L’image de l’arbre comme symbole de renouveau de la vie est un thème traditionnel païen qui se retrouve dans le monde antique et médiéval avant que ce symbole ne soit assimilé par le christianisme. Le sapin et l’épicéa, conifères à feuilles persistantes, rappellent depuis longtemps ce symbolisme de la vie au cœur de l’hiver et de la renaissance lors du solstice d’hiver, comme en attestent les gravures rupestres dans les régions scandinaves.

Dès le XVe siècle, cet arbre du paradis est dressé par les les protestants en Allemagne. Réticents à représenter la nativité par une crèche comme les catholiques, ils préfèrent l’arbre de Noël et sa symbolique d’arbre de vie du paradis. Le sapin de Noël se répand ensuite dans les pays protestants en Allemagne et en Scandinavie.

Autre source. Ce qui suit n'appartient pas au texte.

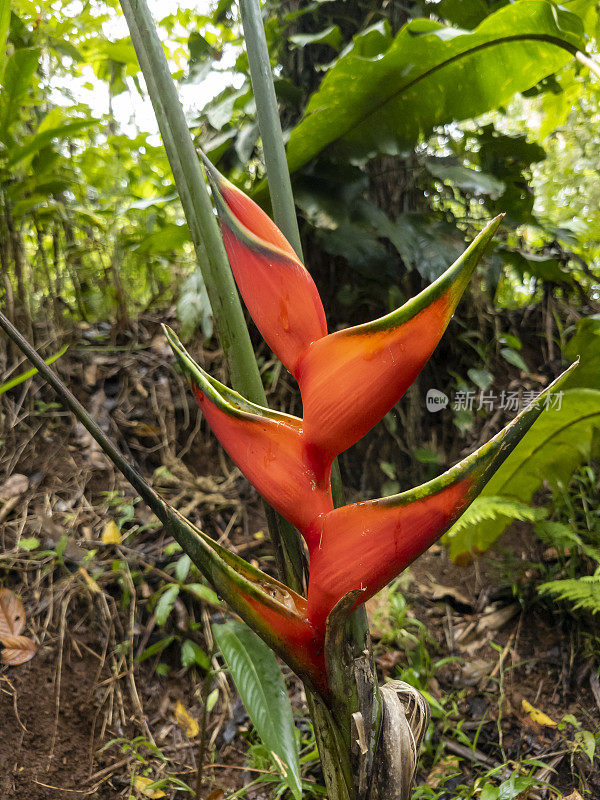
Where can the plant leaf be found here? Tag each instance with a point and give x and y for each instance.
(469, 537)
(30, 372)
(363, 546)
(428, 77)
(4, 23)
(18, 77)
(165, 603)
(186, 721)
(557, 444)
(259, 681)
(266, 445)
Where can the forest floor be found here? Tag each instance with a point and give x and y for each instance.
(93, 714)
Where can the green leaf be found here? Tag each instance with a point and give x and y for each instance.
(34, 144)
(259, 681)
(30, 372)
(514, 358)
(202, 592)
(4, 22)
(432, 75)
(18, 79)
(331, 36)
(560, 440)
(165, 603)
(465, 178)
(165, 240)
(582, 592)
(477, 529)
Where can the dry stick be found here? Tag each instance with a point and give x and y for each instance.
(131, 474)
(203, 728)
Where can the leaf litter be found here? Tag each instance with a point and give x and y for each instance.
(17, 649)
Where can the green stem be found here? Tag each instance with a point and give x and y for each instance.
(208, 244)
(280, 187)
(332, 730)
(212, 259)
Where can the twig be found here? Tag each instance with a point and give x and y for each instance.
(202, 747)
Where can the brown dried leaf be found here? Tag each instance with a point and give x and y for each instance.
(186, 721)
(14, 486)
(12, 614)
(17, 650)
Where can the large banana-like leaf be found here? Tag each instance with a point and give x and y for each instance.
(431, 75)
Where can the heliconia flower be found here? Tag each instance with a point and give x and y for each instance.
(270, 608)
(350, 379)
(277, 288)
(266, 445)
(365, 545)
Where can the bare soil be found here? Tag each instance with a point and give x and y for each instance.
(68, 717)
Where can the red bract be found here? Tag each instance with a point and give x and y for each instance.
(348, 381)
(267, 446)
(277, 288)
(365, 545)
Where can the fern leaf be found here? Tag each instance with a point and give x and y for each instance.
(483, 522)
(582, 592)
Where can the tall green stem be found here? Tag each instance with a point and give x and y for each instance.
(280, 187)
(212, 259)
(332, 731)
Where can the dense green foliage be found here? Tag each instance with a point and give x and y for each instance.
(405, 132)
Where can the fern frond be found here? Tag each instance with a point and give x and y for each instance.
(560, 535)
(582, 592)
(469, 535)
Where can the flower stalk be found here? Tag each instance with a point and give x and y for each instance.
(210, 253)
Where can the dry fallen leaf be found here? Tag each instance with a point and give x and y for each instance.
(12, 614)
(187, 722)
(91, 583)
(111, 533)
(538, 716)
(438, 592)
(14, 486)
(144, 785)
(497, 618)
(17, 650)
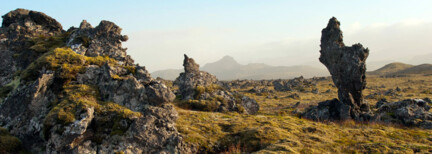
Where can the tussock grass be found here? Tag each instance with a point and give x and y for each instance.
(275, 129)
(8, 143)
(77, 99)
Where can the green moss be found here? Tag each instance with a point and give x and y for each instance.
(199, 90)
(200, 105)
(42, 44)
(66, 61)
(131, 69)
(8, 143)
(85, 40)
(80, 97)
(11, 86)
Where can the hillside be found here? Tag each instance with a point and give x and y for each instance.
(228, 68)
(402, 69)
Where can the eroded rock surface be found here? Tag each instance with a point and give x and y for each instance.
(409, 112)
(200, 89)
(347, 65)
(89, 107)
(103, 40)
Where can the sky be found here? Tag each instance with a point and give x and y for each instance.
(275, 32)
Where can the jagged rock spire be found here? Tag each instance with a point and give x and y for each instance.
(347, 65)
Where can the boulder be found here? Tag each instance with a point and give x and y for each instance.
(103, 40)
(200, 90)
(116, 107)
(409, 112)
(347, 66)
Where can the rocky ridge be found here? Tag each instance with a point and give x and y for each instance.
(79, 92)
(347, 65)
(200, 90)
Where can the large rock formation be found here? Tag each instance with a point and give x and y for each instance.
(79, 92)
(200, 90)
(347, 65)
(296, 84)
(103, 40)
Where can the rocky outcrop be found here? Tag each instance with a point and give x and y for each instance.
(410, 112)
(106, 105)
(192, 78)
(347, 65)
(17, 27)
(200, 90)
(21, 24)
(296, 84)
(103, 40)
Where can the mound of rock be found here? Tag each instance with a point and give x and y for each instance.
(105, 39)
(410, 112)
(200, 90)
(347, 66)
(80, 92)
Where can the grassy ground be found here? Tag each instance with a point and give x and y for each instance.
(275, 129)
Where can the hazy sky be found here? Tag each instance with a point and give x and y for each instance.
(276, 32)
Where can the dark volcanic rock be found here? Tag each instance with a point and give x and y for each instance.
(103, 40)
(296, 84)
(17, 27)
(347, 65)
(111, 108)
(328, 110)
(21, 23)
(192, 78)
(196, 85)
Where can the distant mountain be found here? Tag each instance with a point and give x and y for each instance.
(168, 74)
(403, 69)
(419, 69)
(229, 69)
(391, 68)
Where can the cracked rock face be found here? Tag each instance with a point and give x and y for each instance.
(347, 65)
(409, 112)
(193, 79)
(25, 109)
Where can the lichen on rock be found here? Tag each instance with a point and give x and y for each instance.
(200, 90)
(79, 92)
(347, 66)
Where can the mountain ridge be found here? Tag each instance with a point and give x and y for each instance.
(399, 68)
(227, 68)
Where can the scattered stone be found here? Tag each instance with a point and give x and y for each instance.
(347, 65)
(296, 84)
(27, 108)
(294, 96)
(380, 103)
(398, 89)
(200, 89)
(103, 40)
(410, 112)
(295, 105)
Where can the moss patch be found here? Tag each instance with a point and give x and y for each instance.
(77, 98)
(66, 61)
(8, 143)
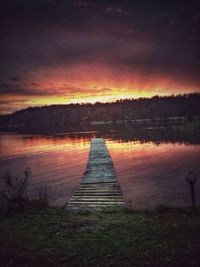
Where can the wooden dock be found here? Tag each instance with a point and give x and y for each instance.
(99, 187)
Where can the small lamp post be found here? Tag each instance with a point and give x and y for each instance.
(191, 179)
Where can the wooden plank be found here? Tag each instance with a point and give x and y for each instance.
(99, 167)
(99, 187)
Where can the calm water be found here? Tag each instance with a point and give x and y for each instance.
(151, 167)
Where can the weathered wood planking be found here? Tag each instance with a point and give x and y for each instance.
(99, 187)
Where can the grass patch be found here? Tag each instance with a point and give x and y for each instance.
(55, 237)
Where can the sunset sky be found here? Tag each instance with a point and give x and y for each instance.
(62, 51)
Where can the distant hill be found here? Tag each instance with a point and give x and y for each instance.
(65, 117)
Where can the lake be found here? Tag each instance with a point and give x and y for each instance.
(151, 164)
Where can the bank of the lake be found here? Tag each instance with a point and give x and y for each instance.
(55, 237)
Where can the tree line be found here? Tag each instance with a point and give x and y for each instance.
(64, 117)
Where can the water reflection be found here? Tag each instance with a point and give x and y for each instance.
(150, 166)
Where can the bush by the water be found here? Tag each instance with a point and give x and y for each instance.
(14, 194)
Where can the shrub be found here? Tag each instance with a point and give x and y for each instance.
(14, 193)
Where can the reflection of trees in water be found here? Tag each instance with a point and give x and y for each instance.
(178, 134)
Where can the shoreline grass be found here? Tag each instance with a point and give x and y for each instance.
(56, 237)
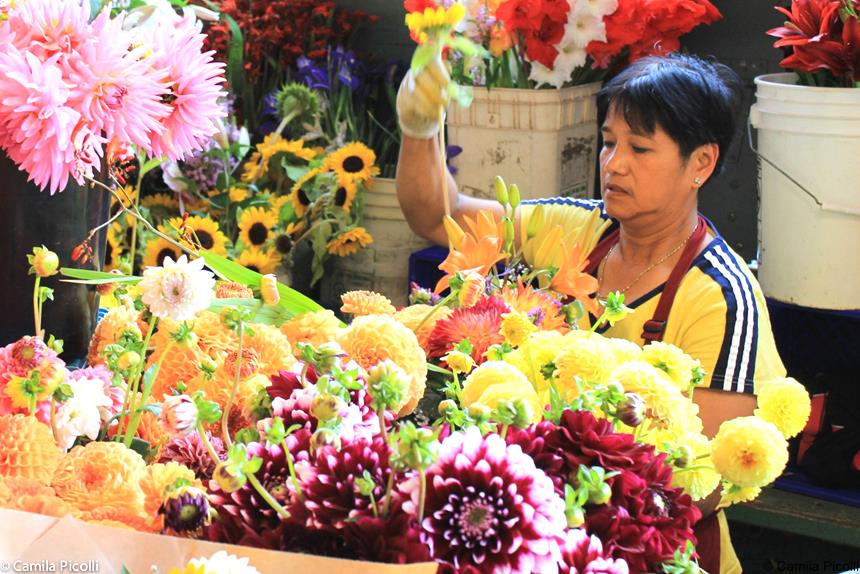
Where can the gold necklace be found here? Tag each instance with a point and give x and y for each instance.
(649, 268)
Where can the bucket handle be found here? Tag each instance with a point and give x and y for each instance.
(824, 206)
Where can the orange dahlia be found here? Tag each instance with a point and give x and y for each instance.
(101, 476)
(314, 327)
(27, 448)
(413, 316)
(542, 305)
(31, 495)
(360, 303)
(374, 338)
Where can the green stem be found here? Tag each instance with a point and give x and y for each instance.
(267, 496)
(37, 315)
(292, 470)
(137, 412)
(432, 311)
(225, 416)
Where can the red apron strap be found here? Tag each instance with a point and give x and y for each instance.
(600, 251)
(654, 328)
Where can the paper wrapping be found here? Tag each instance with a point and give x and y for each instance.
(51, 542)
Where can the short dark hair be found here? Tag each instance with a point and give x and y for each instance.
(695, 101)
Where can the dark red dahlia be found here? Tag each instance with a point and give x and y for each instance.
(488, 507)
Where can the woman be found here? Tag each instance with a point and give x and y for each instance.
(667, 124)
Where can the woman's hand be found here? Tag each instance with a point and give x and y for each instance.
(420, 98)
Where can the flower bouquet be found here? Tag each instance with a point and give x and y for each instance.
(237, 412)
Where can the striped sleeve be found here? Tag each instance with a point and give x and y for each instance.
(735, 365)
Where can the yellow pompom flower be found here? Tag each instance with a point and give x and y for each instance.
(489, 374)
(733, 494)
(413, 318)
(313, 327)
(786, 404)
(360, 303)
(749, 451)
(27, 448)
(672, 361)
(374, 338)
(588, 357)
(511, 391)
(698, 478)
(538, 350)
(516, 327)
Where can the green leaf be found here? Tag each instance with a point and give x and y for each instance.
(422, 56)
(90, 277)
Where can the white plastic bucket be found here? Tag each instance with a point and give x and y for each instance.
(382, 266)
(809, 181)
(545, 141)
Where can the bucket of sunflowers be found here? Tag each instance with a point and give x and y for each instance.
(225, 423)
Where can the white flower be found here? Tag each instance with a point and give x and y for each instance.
(598, 8)
(178, 290)
(223, 563)
(81, 415)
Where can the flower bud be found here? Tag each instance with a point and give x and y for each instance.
(501, 190)
(471, 290)
(323, 437)
(632, 411)
(269, 289)
(178, 415)
(326, 407)
(227, 477)
(44, 262)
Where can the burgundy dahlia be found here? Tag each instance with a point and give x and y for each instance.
(488, 507)
(190, 451)
(584, 554)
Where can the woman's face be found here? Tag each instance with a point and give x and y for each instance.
(643, 176)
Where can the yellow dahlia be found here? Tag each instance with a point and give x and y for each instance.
(158, 479)
(101, 476)
(698, 478)
(492, 373)
(360, 303)
(354, 162)
(27, 448)
(749, 451)
(255, 226)
(349, 242)
(544, 304)
(537, 351)
(374, 338)
(588, 357)
(413, 316)
(672, 361)
(516, 327)
(785, 403)
(313, 327)
(733, 494)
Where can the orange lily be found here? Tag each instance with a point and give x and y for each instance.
(572, 281)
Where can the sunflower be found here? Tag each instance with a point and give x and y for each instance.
(204, 229)
(345, 194)
(350, 242)
(353, 162)
(157, 249)
(259, 260)
(299, 194)
(256, 225)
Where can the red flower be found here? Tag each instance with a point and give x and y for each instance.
(480, 324)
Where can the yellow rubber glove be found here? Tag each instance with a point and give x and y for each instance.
(419, 99)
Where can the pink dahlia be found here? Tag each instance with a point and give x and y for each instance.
(583, 554)
(195, 86)
(116, 89)
(488, 507)
(480, 324)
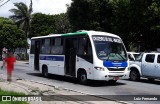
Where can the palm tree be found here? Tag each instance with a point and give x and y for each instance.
(22, 16)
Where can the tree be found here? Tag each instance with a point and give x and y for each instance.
(90, 15)
(10, 36)
(22, 16)
(42, 24)
(135, 21)
(62, 24)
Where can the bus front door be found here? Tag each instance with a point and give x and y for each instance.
(70, 56)
(36, 55)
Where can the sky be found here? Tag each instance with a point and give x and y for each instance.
(44, 6)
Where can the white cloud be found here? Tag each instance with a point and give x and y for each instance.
(43, 6)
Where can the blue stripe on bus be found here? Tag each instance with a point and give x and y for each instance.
(115, 64)
(52, 58)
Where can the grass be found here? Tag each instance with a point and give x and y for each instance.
(8, 93)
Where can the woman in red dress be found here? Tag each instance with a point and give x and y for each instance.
(10, 65)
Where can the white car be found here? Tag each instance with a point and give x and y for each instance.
(133, 56)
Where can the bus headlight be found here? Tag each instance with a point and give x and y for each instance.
(99, 68)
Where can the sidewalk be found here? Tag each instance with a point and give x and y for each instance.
(34, 88)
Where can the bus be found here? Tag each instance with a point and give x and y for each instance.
(86, 55)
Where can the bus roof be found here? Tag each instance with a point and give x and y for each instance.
(77, 33)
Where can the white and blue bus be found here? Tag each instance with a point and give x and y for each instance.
(84, 55)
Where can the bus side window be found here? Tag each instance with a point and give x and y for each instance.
(85, 49)
(32, 50)
(57, 46)
(45, 47)
(82, 44)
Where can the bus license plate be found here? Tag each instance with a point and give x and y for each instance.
(115, 78)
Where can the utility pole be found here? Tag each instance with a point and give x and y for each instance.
(3, 2)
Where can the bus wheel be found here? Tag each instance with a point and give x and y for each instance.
(112, 81)
(45, 71)
(151, 79)
(83, 77)
(134, 75)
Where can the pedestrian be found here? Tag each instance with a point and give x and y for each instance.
(10, 60)
(4, 55)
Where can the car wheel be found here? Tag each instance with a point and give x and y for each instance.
(134, 75)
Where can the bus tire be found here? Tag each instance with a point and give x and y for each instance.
(151, 79)
(45, 71)
(83, 77)
(134, 75)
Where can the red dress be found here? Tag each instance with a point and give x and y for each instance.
(10, 63)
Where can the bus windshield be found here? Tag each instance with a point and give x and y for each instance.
(109, 48)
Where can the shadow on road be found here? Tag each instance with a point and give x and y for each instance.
(75, 81)
(156, 81)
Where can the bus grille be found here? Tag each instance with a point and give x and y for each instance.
(116, 69)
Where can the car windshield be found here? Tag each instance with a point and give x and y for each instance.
(109, 48)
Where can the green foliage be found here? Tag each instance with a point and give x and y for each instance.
(10, 36)
(22, 16)
(43, 24)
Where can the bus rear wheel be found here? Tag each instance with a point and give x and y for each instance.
(83, 78)
(134, 75)
(45, 71)
(112, 81)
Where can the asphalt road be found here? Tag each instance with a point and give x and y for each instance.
(115, 91)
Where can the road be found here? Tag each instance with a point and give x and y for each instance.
(122, 87)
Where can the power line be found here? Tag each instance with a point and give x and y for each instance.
(4, 3)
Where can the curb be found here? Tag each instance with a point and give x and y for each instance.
(67, 89)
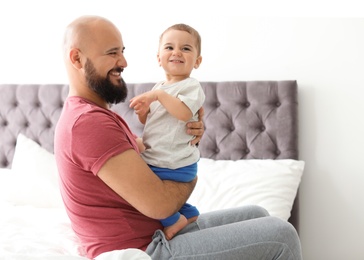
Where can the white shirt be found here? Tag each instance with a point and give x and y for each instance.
(165, 138)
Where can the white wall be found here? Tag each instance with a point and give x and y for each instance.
(325, 55)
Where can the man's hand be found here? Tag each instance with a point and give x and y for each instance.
(197, 128)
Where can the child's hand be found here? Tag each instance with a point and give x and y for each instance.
(141, 103)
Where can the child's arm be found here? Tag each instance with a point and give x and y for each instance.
(140, 143)
(173, 105)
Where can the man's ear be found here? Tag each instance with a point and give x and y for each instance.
(75, 58)
(198, 62)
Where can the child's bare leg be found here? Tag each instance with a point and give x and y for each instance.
(172, 230)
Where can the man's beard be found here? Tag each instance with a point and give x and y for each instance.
(108, 91)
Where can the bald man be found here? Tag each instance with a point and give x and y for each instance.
(113, 199)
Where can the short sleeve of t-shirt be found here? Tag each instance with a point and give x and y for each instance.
(192, 95)
(97, 136)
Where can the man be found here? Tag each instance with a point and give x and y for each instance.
(113, 199)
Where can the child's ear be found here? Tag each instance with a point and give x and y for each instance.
(159, 60)
(198, 62)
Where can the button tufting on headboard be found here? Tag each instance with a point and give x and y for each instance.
(240, 117)
(243, 119)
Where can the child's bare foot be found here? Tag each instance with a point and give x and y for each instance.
(193, 219)
(170, 231)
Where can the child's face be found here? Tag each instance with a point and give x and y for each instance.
(178, 54)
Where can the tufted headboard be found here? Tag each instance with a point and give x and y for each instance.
(243, 119)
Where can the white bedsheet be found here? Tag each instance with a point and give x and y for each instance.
(34, 224)
(38, 232)
(31, 233)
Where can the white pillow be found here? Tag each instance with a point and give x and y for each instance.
(224, 184)
(33, 179)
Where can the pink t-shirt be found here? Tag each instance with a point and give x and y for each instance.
(86, 137)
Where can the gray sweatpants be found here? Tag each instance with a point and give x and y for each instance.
(242, 233)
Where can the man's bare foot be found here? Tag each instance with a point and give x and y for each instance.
(170, 231)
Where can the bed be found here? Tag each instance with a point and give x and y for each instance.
(249, 155)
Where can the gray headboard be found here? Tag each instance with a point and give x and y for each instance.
(243, 119)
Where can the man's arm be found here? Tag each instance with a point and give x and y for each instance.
(173, 105)
(130, 177)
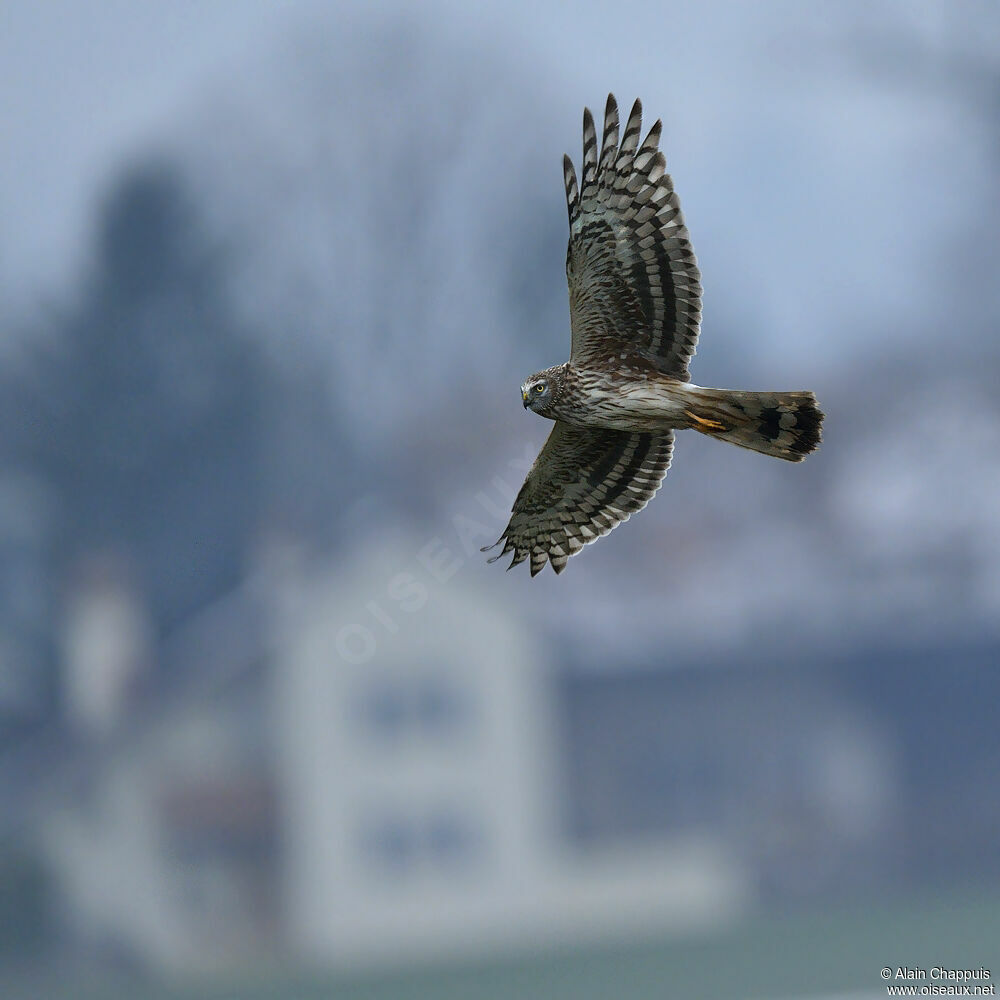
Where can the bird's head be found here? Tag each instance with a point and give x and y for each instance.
(540, 391)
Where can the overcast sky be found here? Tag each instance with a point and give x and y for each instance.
(765, 87)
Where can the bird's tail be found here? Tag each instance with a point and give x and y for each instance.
(783, 424)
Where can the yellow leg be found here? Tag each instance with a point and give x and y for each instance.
(705, 425)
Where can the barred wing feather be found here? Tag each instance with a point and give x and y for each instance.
(584, 482)
(634, 283)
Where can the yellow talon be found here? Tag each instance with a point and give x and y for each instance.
(705, 425)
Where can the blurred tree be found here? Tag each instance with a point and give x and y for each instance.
(146, 412)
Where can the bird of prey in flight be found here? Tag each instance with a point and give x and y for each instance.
(635, 314)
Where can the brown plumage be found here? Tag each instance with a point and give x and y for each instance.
(635, 314)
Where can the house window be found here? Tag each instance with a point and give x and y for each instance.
(443, 840)
(428, 706)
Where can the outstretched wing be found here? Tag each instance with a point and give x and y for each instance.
(633, 278)
(584, 482)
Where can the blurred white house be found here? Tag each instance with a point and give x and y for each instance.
(372, 760)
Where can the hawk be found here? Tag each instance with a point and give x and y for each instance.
(635, 315)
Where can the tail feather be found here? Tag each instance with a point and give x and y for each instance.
(783, 424)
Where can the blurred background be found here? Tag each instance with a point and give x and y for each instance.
(270, 277)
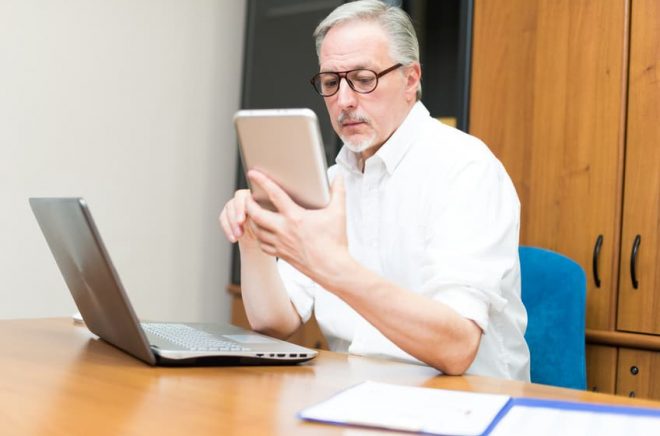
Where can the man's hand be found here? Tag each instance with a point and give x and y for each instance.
(312, 241)
(234, 220)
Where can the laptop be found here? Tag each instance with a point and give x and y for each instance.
(103, 303)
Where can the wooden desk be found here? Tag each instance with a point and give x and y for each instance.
(57, 378)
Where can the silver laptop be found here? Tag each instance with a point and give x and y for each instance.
(99, 295)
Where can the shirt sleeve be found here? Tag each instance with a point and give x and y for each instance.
(473, 241)
(300, 289)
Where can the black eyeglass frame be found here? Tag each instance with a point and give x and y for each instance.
(344, 75)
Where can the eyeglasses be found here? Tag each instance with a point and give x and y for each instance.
(361, 80)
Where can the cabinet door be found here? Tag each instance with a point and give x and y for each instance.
(601, 368)
(638, 373)
(639, 308)
(547, 96)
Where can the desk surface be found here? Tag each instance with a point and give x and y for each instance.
(57, 378)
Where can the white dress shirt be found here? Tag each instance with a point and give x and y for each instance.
(435, 213)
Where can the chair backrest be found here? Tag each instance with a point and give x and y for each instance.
(554, 294)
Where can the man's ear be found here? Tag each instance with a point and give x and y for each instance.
(413, 76)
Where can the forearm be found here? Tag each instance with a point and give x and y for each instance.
(426, 329)
(267, 304)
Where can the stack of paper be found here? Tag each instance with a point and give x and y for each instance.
(443, 412)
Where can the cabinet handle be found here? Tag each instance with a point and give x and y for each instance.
(599, 244)
(633, 261)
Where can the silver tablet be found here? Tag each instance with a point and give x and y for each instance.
(286, 145)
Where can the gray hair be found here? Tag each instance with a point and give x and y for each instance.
(398, 26)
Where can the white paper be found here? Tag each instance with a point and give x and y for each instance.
(541, 421)
(435, 411)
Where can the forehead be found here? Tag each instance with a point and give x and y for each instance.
(354, 44)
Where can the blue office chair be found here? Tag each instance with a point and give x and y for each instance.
(554, 294)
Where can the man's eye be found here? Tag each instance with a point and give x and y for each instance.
(329, 83)
(363, 78)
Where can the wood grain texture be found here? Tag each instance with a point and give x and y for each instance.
(639, 309)
(548, 98)
(57, 378)
(601, 368)
(638, 373)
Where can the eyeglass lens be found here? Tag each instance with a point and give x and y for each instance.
(363, 81)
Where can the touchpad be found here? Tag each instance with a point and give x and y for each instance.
(250, 339)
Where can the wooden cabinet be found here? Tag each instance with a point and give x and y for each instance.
(638, 373)
(601, 368)
(639, 306)
(567, 95)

La symbolique chrétienne de l’arbre de Noël illuminé est multiple. Rappelant l’arbre du paradis et ne perdant jamais ses feuilles, il est le symbole de l’immortalité. Lors des mystères que l’on jouait au Moyen-âge, on représentait aussi l’histoire d’Adam et Eve. Devant la difficulté de trouver un pommier avec ses fruits en plein décembre, on choisit alors un sapin. Cet arbre du paradis symbolisait la croix du Christ dont l’Incarnation sauve l’humanité. La coutume du sapin de Noël résulte de la combinaison de deux symboles chrétiens du Moyen-Âge : la lumière de Noël et l’arbre du Paradis.
“L’arbre de Noël” décoré (ou arbre du Christ) est mentionné pour la première fois en France à Sélestat, le 21 décembre 1521 (voir cet article). Au XVIIème siècle, il commence à être illuminé avec des petites bougies dont les flammes évoquent la lumière que Jésus venant dans le monde apporte à tous les hommes, tandis que l’étoile au sommet de l’arbre rappelle l’étoile de Bethléem qui brille dans la nuit.